A robust tool for analyzing and categorizing large datasets using Latent Dirichlet Allocation (LDA).
DirichletDrift is a one stop bulk file handling shop. Sorting, indexing, and visualization of relationships all in one!
It sifts through your file names and leverages LDA to categorize them into distinct topics. Whether you're diving into a fresh unstructured dataset or revisiting a previous one, DirichletDrift provides a one-stop solution to analyze and make sense of your data. By using LDA on your filenames you are able to provide a more in-depth search than just basic keyword searches, potentially unveiling unseen relationships between files. In a large unstructured pile of documents this can make all of the difference!
This tool is best used in a command line environment, I personally use it on my servers where I store bulk unstructured data. It may seem redundant to GUI based file search that is native in all OS's , but speed is the benefit you receive. The framework consolidates multiple tasks. It processes once and then stores your results, making it much quicker than OS native search.
While LDA on filenames won't delve into the content as deeply as it would on full documents, it still provides a more nuanced understanding than basic keyword searches. By analyzing patterns and themes in filenames, Dirichlet Drift can help categorize and understand files in a way that goes beyond simple name-based searches. This can be particularly useful in scenarios where filenames are descriptive and structured, allowing the LDA to pick up on underlying themes or categorizations that might not be immediately apparent.
And don't forget... speed!
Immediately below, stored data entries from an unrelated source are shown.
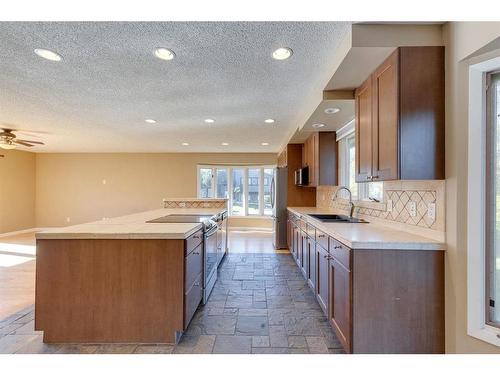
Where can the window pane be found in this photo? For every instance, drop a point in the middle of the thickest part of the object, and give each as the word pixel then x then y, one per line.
pixel 268 178
pixel 494 204
pixel 253 191
pixel 351 147
pixel 238 209
pixel 206 190
pixel 221 183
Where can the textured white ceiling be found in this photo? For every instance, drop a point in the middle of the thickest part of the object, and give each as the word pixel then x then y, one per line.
pixel 97 97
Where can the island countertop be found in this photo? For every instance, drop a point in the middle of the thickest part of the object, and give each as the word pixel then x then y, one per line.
pixel 132 226
pixel 367 235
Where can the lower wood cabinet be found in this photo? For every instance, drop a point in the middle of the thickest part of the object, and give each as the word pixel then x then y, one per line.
pixel 340 302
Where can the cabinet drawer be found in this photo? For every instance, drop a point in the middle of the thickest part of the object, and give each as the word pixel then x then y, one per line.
pixel 322 239
pixel 193 241
pixel 311 232
pixel 194 266
pixel 192 300
pixel 341 253
pixel 302 224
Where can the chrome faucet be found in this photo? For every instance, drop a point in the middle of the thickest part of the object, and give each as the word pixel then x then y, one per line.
pixel 351 205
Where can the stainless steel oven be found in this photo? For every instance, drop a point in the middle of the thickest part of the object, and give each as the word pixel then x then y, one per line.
pixel 210 257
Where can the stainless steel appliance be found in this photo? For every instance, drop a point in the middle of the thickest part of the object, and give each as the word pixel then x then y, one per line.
pixel 211 248
pixel 279 190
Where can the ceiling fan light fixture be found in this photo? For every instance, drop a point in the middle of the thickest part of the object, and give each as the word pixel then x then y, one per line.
pixel 282 53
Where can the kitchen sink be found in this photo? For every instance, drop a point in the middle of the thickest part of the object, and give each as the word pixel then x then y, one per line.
pixel 332 218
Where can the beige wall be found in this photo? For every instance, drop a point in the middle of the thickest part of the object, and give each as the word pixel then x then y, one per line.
pixel 17 191
pixel 462 40
pixel 71 185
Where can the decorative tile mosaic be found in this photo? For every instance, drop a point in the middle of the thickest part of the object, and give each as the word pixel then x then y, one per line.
pixel 210 203
pixel 401 200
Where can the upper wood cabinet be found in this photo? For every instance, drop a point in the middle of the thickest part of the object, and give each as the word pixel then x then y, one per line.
pixel 319 153
pixel 400 118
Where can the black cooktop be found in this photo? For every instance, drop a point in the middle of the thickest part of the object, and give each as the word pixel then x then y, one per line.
pixel 181 219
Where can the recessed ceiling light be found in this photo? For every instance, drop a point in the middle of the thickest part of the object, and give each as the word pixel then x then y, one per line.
pixel 49 55
pixel 164 53
pixel 316 126
pixel 282 53
pixel 332 110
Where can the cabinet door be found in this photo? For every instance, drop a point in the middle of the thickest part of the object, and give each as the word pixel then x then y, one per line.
pixel 303 256
pixel 340 302
pixel 311 255
pixel 385 120
pixel 363 125
pixel 322 284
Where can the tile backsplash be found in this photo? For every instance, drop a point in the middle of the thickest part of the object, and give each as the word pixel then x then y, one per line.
pixel 402 194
LDA on only the filenames provides for lightning fast indexing, that only needs to be done once!
LDA doesn't just search for filenames or content based on keyword matching. Instead, it analyzes the underlying topics in text-based files, revealing hidden patterns and themes. This is particularly useful for large datasets where content understanding is as important as content finding.
- 🗂️ Sort and gather files by type from your unsorted files. Neatly Pack into one directory.
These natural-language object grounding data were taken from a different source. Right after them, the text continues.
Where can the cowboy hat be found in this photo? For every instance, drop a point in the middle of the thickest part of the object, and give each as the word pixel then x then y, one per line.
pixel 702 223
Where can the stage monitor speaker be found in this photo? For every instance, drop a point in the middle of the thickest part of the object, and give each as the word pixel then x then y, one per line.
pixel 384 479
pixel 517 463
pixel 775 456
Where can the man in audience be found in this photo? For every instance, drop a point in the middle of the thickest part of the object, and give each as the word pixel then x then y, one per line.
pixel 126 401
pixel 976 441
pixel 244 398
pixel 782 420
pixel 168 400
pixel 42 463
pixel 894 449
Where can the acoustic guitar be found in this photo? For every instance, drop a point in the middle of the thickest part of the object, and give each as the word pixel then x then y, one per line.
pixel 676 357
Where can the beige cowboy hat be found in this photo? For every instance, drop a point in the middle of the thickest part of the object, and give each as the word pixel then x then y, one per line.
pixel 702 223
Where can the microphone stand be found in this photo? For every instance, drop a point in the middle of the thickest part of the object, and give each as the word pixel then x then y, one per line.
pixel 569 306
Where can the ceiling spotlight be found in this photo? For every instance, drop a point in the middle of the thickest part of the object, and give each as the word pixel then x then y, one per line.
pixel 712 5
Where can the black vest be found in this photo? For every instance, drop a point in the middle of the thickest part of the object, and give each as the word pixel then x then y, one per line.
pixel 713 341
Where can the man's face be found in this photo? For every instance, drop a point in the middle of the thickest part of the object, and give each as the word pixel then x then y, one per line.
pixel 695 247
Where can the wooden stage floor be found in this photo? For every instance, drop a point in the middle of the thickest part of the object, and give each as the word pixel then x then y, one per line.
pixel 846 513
- 📊 Perform LDA analysis on file names.
- 🗂️ Create a CSV flat file database for easy examination.
- 🚀 Quick file retrieval based on topics of interest.
- 🎨 Visualize topic distributions with an interactive HTML dashboard output.
Clone the Repository
git clone https://github.com/pronsSec/DirichletDrift.git &&
sudo chmod -R 777 DirichletDrift &&
cd DirichletDrift
Run TopicTapestry
python dirichlet_drift.py
- Sort and Gather Files
Use the sort option to recursively sort files by filetype from your system.
This copies them to a bulk target directory. The LDA script takes only a bulk directory as input, no subdirectories. So, this creates a clean bucket for the LDA script to run on. I use this script on massive datasets, and love it. It allows me to bucket unmanageable datasets into neat buckets. Then proceed to topic model them using LDA in steps 2-3. Analyze terabytes like they are putty in your hand.
- Perform LDA Analysis
Upon running runner.py, select the option to perform LDA analysis. (This is not a recursive tool, use the sorting tool to make a bucket to feed it) The script will guide you through the process. If you used the sorting script feed it that bucket directory you created.
- Query prior Results
Opt to query an existing CSV file. Enter the topic words of interest. Access the relevant files directly through the tool. Quickly open and read related files.
- Access The Interactive HTML Topic Modelling Output Dashboard
Choose the option for this and the dashboard will open in browser.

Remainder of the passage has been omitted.